Отдавши челом батеньке и маменьке, нас высылали в сад пробегаться. Дворовые ребятишки нас ожидали – и начиналась потеха. Бегали взапуски, лазили по деревьям, ломали ветви, и когда были на них плоды (хотя бы еще только зародыши), то мы тут же их и объедали; разоряли птичьи гнезда, а особливо воробьиные. Птенцам их тут же откручивали головки, и старым, когда излавливали, не было пощады…
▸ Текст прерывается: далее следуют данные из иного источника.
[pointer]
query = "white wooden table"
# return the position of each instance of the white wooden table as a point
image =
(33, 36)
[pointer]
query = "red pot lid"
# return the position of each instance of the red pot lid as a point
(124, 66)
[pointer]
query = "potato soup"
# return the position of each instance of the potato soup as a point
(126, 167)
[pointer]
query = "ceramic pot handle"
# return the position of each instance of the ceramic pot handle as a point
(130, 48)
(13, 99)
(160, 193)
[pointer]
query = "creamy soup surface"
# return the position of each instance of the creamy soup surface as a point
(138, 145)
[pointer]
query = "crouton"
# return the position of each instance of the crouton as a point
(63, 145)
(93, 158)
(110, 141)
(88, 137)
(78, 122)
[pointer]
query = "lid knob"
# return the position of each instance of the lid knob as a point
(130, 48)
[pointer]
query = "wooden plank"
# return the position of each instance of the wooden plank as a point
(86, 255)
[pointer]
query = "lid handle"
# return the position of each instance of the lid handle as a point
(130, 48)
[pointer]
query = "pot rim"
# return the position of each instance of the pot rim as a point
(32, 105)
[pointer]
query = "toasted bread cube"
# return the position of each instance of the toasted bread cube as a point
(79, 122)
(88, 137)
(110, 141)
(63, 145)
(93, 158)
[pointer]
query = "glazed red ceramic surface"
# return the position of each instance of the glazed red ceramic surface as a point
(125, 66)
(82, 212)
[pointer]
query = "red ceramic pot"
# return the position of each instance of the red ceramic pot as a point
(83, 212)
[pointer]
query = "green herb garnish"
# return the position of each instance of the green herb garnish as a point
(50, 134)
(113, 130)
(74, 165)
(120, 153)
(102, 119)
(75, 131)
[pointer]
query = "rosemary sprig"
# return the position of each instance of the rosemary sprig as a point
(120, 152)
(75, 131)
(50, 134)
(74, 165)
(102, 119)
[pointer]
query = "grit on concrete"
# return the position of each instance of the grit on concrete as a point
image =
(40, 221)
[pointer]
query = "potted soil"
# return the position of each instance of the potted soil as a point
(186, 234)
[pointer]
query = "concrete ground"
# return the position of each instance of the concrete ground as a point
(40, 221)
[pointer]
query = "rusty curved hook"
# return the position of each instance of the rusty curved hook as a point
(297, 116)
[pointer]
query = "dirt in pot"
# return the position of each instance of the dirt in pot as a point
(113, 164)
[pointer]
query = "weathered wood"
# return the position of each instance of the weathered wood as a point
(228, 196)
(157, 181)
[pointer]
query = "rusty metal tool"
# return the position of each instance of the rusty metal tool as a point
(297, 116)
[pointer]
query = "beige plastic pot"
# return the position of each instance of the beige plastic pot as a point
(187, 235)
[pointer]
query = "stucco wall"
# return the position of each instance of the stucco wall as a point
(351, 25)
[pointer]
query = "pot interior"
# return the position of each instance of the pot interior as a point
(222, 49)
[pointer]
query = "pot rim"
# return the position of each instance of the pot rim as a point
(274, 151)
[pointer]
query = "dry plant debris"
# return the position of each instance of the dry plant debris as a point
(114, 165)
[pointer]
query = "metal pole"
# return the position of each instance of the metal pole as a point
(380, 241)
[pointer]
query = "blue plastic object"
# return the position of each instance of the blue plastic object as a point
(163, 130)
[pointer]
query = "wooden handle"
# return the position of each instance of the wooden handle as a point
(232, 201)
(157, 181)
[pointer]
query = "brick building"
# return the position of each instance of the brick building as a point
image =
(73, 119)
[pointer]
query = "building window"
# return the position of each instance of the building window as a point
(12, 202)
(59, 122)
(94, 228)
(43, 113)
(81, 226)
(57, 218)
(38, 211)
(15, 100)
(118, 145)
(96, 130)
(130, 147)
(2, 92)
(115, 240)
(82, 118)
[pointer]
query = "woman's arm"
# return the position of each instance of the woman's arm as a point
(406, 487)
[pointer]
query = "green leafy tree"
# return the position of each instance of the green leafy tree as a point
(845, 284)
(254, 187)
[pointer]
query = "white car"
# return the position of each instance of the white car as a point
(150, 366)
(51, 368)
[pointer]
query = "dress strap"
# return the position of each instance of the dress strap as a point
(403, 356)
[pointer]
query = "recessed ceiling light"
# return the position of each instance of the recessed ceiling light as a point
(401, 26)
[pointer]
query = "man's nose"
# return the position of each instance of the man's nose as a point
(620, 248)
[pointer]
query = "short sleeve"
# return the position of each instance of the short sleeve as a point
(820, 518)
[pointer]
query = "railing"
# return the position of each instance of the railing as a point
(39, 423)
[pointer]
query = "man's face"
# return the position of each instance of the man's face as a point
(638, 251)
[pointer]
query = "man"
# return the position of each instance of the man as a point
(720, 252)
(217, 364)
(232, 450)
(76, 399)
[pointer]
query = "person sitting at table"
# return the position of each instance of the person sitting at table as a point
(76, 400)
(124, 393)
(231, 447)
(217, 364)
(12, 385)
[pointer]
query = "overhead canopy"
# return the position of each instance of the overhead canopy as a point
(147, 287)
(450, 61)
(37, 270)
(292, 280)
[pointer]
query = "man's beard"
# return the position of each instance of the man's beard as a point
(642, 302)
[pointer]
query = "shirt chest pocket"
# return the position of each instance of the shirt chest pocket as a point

Среди таких невинных игр и забав нас позовут обедать. Это всегда бывало к полудню. Борщ с кормленою птицею, чудеснейший, салом свиным заправленный и сметаною забеленный, – прелесть! Таких борщей я уже не нахожу нигде. Я, по счастью моему, был в Петербурге – не из тщеславия хвалюсь этим, а к речи пришлось – обедал у порядочных людей и даже обедывал в «Лондоне», да не в том Лондоне, что есть в самой Англии город, а просто большой дом, не знаю почему «Лондоном» называемый, так я, и там обедывая, – духа такого борща не видал. Где ты, святая старина!
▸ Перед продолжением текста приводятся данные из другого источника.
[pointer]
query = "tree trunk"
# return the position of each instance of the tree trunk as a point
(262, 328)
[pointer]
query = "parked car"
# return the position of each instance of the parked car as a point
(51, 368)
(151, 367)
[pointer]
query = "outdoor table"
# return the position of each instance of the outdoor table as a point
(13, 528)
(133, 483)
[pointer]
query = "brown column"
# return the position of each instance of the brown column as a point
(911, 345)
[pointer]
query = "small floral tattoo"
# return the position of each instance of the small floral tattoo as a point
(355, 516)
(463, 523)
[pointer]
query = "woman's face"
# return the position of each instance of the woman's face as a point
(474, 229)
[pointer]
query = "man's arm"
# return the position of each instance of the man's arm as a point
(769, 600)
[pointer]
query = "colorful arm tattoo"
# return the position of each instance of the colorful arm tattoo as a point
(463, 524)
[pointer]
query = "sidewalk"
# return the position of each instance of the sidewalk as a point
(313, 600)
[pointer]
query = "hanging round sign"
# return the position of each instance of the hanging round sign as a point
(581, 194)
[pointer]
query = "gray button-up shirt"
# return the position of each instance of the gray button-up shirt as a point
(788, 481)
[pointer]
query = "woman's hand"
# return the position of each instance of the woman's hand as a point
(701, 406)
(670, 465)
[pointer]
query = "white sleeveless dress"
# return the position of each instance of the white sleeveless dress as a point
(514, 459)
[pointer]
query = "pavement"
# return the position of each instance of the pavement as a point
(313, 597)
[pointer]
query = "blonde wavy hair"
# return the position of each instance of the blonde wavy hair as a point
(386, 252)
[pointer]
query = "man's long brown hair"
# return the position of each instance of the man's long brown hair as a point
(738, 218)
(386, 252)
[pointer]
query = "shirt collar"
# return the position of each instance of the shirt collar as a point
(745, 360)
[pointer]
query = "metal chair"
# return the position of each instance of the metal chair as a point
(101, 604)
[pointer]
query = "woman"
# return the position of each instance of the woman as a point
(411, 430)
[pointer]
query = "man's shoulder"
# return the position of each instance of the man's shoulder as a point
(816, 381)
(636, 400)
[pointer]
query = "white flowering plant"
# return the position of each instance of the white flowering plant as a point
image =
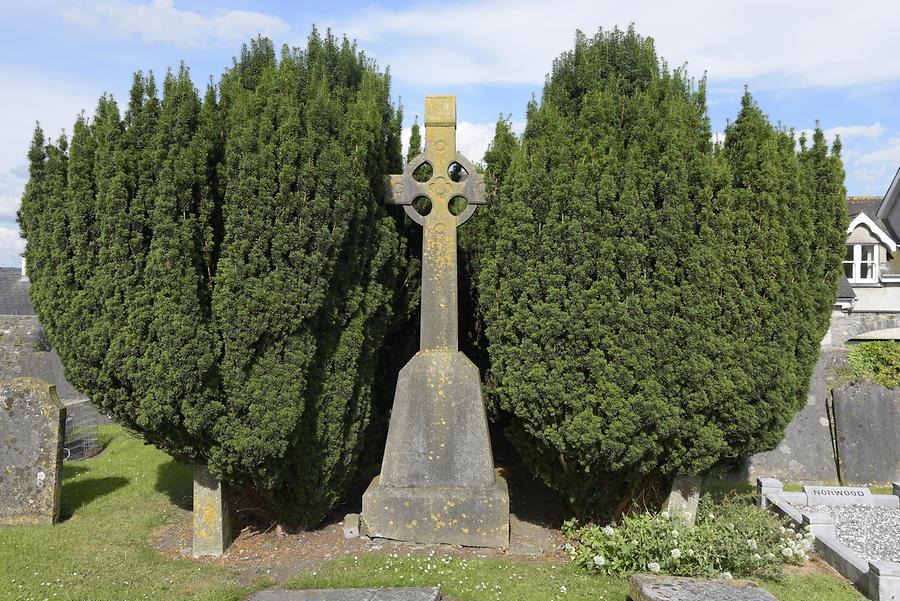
(729, 539)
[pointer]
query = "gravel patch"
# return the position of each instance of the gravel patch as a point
(872, 532)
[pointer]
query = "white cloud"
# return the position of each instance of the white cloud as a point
(161, 21)
(55, 102)
(848, 132)
(889, 153)
(12, 184)
(808, 43)
(11, 247)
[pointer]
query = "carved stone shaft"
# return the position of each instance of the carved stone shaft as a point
(437, 482)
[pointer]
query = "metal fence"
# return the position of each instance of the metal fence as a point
(81, 430)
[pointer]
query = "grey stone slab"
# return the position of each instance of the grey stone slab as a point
(806, 451)
(685, 497)
(212, 517)
(32, 426)
(368, 594)
(867, 420)
(645, 587)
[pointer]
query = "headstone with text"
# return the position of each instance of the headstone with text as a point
(32, 429)
(838, 495)
(437, 482)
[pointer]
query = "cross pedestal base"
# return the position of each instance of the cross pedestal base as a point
(437, 482)
(471, 517)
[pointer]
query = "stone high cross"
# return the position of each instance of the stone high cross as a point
(437, 482)
(439, 291)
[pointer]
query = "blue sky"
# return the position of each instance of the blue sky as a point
(803, 60)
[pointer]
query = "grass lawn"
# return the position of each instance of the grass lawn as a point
(113, 502)
(100, 551)
(507, 580)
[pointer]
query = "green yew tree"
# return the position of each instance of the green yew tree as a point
(218, 273)
(652, 305)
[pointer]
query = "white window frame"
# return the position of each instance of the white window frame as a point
(857, 263)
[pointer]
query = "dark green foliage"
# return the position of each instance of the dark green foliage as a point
(218, 273)
(652, 305)
(877, 360)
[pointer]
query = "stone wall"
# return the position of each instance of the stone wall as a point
(25, 352)
(867, 422)
(807, 451)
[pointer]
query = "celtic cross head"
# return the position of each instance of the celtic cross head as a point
(452, 174)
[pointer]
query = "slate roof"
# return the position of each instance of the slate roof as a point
(868, 205)
(845, 290)
(864, 204)
(14, 293)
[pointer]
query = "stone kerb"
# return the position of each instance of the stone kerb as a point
(32, 427)
(879, 580)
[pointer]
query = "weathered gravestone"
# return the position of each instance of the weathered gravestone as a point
(867, 422)
(212, 517)
(437, 482)
(837, 495)
(32, 427)
(685, 497)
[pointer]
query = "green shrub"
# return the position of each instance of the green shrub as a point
(652, 303)
(731, 539)
(878, 360)
(218, 273)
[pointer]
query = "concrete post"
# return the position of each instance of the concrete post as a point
(766, 486)
(212, 519)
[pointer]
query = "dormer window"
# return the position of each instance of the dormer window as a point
(861, 263)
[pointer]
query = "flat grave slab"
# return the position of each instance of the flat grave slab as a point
(645, 587)
(353, 594)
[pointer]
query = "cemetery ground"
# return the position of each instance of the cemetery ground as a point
(126, 526)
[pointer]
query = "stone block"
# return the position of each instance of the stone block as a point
(672, 588)
(212, 516)
(884, 581)
(32, 429)
(685, 496)
(351, 525)
(472, 517)
(819, 524)
(837, 495)
(868, 439)
(358, 594)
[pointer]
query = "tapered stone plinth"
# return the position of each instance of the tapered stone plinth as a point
(437, 482)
К борщу подавали нам по большому куску пшенной каши, облитой коровьим маслом. Потом мясо из борща разрежет тебе нянька кусочками на деревянной тарелке и сверху еще присолит крупною невымытою солью – тогда еще была натура: так и уписывай. Потом дадут ногу большого жирнейшего гуся или индюка; грызи зубами, обгрызывай кость до последнего, а жир – верите ли? – так и течет по рукам; когда не успеешь обсосать тут же рук, то и на платье потечет, особливо если нянька, обязанная утирать нам рот, зазевается. Посмей же не съесть всего, что положено тебе на тарелку, то маменька кроме того, что станут бранить, а под сердитый час и ложкою шлепнут по лбу: «Ешь, дурак, не умничай» – и перестанешь умничать и выскребаешь с оловянной тарелки или примешься выедать мясо от кости до последней плевочки. Спасибо, тогда ни у нас и нигде не было серебряных ложек, а все деревянные: так оно и не больно; тогда загудит в голове, как будто в пустом котлике.
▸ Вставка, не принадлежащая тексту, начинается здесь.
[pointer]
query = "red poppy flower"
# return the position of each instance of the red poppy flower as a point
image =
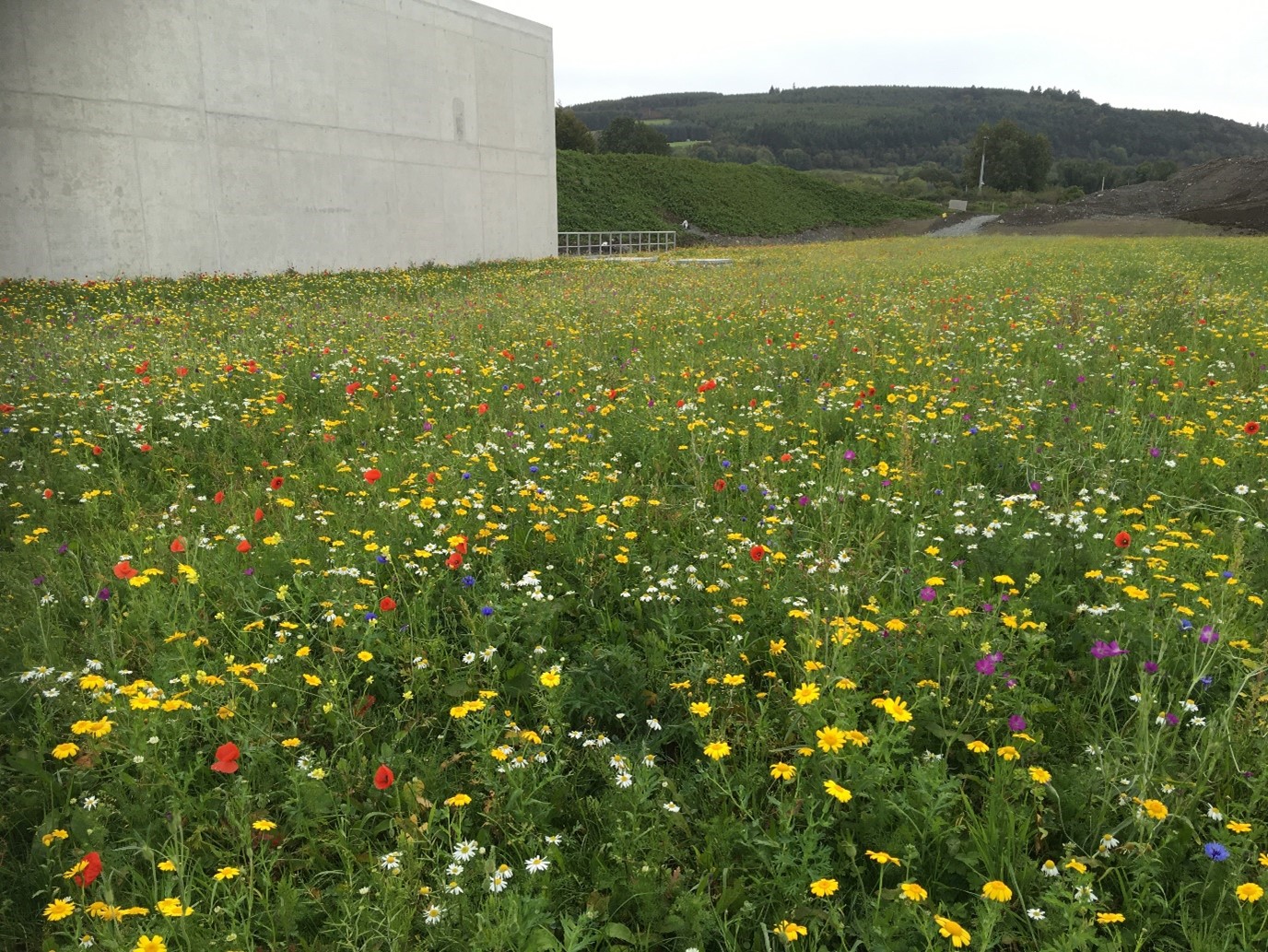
(226, 758)
(227, 750)
(90, 871)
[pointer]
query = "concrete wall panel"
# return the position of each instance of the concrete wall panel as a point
(145, 137)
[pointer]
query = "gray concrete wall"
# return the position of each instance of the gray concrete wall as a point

После обеда батенька с маменькой лягут в спальне опочивать, а дети идут в сад, на улицу, лазят по деревьям, плетням, крышам изб и тому подобное. Когда же батенька и маменька проснутся, тогда позовут детей к лакомству. Тут нам вынесут или орехов, или яблоков, пастилы, повидла, или чего-нибудь в этом роде и прикажут разделиться дружно, поровну и отнюдь не ссориться. Чего ж? Только лишь Петруся, как старший брат, начнет делить и откладывать свою часть, мы, постаршие, в крик, что он несправедливо делит и для себя берет больше. Он нас не уважит, а мы – цап-царап! – и принялися хватать без счета и меры. Сестры и меньшие дети, как обиженные в этом разделе, начнут кричать, плакать… Батенька, слышим, идут, чтоб унять и поправить беспорядок, а мы, завладевшие насильно, благим матом – на голубятню, встащим за собой и лестницу и, сидя там, не боимся ничего, зная, что когда вечером слезем, то уже никто и не вспомнит о сделанной нами обиде другим.